The bomber had been preserved in Type 2000 storage at the 309th Aerospace Maintenance and Regeneration Group at Davis-Monthan Air Force Base, the vast desert site often called the boneyard. The effort to recover and overhaul the jet became a full-circle experience for Jason “JJ” Justice, a technical analyst with Tinker’s B-1 Systems Program Office who helped send the aircraft into storage in 2021 and later helped lead its return. “I’ve been on this jet for 32 years,” Justice said. “To see it come back and still support the warfighter is a great feeling.”
Much of the work fell to the 567th Aircraft Maintenance Squadron, where more than 200 Airmen and civilians pulled extended shifts to complete major system overhauls and structural repairs, replacing more than 500 components along the way. “The maintainers of the 567th support our warfighters at unprecedented levels,” said Steven Mooy, 567th AMXS master scheduler. “They overcome so many obstacles and work together to accomplish repairs that nobody else in the bomber community could do.”
Pilots from Tinker’s 10th Flight Test Squadron conducted functional check flights over Oklahoma with the aircraft in bare metal to verify systems and performance.
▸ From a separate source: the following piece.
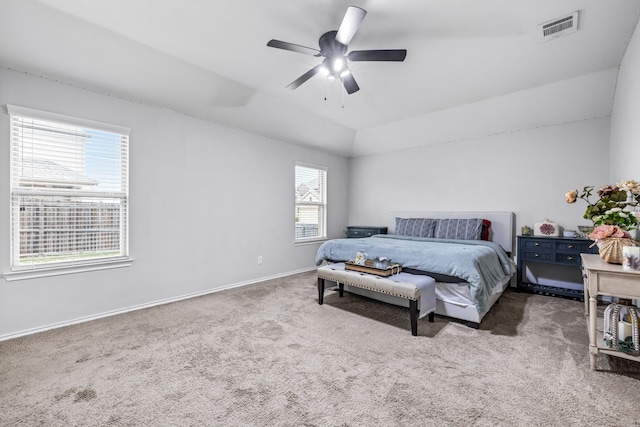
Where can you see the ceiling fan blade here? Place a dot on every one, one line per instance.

After the jet was declared Fully Mission Capable, it moved to the paint facility, where three rotating teams worked around the clock to prepare it for delivery.
The regeneration underscores the Air Force’s twin priorities of modernizing its bomber force while keeping legacy aircraft viable for current missions—highlighting the role depots play in extending service life. “We’ve got the right people doing the right work,” Justice said. “That’s what makes something like this possible.”
The aircraft has since returned to Dyess Air Force Base, rejoining the fleet with fresh nose art and a new name marking its restoration.